= Faze Action =

British dance music band

Faze Action are a British dance music band, composed of brothers Simon and Robin Lee.

Over the years, Faze Action blended house music with Western classical, pan-African, and Latin music. Its music is also heavily influenced by funk, disco, and jazz.

The Lee brothers grew up in Amersham, Buckinghamshire, England, and they were both interested in music from an early age. Robin went on to study music at Goldsmiths College in London.

The pair collaborated in 1995 to produce the Original Disco Motion EP, which was supported by DJs such as François Kevorkian. Shortly afterwards Robin moved to Osaka, Japan, to work as an English teacher. Meanwhile, the success of the group's debut EP won it a contract with Nuphonic Records. The pair then in 1996 produced a single called "In the Trees", which won them increased exposure and is still probably its most famous track. In conjunction with a reissue of the track in the winter of 2007, a number of remixes were also released by Carl Craig, Jerome Sydenham, and Tiger Stripes.

After Robin returned to the UK, the pair released its first album, 1997's Plans and Designs.

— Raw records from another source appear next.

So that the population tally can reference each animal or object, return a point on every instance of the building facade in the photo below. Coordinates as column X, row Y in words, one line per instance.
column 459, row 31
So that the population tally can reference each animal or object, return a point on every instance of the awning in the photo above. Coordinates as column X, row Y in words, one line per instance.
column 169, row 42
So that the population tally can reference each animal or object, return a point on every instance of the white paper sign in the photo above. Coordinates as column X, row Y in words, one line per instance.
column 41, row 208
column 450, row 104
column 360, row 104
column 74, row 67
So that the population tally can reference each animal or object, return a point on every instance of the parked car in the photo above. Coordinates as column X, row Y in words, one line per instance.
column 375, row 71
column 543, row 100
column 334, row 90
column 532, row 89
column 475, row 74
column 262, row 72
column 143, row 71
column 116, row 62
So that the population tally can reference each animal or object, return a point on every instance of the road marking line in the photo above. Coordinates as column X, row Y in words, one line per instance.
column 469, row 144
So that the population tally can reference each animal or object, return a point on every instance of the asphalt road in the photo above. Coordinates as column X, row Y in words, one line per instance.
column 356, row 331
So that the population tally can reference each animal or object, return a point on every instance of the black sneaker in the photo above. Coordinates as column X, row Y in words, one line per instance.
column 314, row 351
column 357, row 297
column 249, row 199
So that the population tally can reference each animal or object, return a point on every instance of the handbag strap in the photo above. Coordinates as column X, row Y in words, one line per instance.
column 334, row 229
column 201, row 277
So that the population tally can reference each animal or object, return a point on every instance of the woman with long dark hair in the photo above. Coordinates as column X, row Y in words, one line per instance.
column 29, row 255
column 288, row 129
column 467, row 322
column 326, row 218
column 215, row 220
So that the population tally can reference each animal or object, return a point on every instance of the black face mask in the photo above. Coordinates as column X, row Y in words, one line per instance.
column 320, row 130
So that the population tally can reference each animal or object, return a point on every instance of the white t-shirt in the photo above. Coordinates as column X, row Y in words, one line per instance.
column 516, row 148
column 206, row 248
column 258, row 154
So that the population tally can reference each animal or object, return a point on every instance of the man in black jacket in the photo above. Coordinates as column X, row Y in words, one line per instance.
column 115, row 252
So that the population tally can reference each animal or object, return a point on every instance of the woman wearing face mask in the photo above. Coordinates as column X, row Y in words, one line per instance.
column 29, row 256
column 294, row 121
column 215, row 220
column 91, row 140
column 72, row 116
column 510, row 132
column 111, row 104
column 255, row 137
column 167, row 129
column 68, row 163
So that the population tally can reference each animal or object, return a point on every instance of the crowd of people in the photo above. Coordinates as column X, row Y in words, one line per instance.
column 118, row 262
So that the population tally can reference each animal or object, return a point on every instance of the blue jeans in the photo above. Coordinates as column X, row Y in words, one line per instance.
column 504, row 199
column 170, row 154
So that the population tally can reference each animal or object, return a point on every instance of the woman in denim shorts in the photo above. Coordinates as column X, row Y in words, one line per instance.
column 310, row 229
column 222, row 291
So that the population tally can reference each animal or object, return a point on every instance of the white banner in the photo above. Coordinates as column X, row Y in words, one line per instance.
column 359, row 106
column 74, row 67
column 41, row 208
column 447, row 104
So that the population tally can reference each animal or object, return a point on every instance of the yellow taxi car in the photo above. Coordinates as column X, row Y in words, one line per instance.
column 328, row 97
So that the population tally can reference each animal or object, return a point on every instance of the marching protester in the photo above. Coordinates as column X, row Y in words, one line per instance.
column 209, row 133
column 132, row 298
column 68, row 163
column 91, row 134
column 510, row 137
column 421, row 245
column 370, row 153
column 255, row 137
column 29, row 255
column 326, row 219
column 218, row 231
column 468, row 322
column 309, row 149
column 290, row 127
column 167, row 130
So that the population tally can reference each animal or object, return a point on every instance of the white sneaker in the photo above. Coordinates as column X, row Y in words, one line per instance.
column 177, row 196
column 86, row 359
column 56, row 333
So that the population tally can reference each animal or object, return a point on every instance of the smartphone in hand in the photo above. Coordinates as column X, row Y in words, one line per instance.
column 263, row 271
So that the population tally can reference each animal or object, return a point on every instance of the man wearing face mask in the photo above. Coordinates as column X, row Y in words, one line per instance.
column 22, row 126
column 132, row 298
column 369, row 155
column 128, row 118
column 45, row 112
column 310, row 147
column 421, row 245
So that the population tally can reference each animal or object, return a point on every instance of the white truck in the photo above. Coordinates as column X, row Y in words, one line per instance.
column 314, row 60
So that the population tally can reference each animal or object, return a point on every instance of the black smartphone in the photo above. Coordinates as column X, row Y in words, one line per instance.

The pair has subsequently released a number of singles and albums; their tracks have been remixed by Rae and Christian and Cinematic Orchestra.

In the United States, an album, Moving Cities (1999), was licensed to F-111/Warner Bros. Records.

Faze Action have a long list of remix credits that include Yellow Sox, Diana Brown, D*Note, Femi Kuti, Serge Gainsbourg, Metronomy, Ibibio Sound Machine, Francois Kevorkian and Saint Etienne.

June 2009 saw the release of their album Stratus Energy, which featured 1980s-like disco vocals and synths. Faze Action released their Body of One LP in 2014. Singles from the LP have included remixes by Phil Mison, Dicky Trisco, Chuggy and Eric Duncan.

As an eight piece live entity, Faze Action have toured extensively with an early stint across North America with Groove Armada in 2000, as a headline act for the Vibes on a Summers Day festival in Australia, Glastonbury, The Big Chill, Benicassim and more. They continue to be in demand DJs having signed to the MN2S agency early in 2015.

In 2018 a career-spanning 'best of' was released under the title Faze Action Presents - Disco Excursions Vol. 1, and, as of 2024, the Lee brothers were still issuing new material.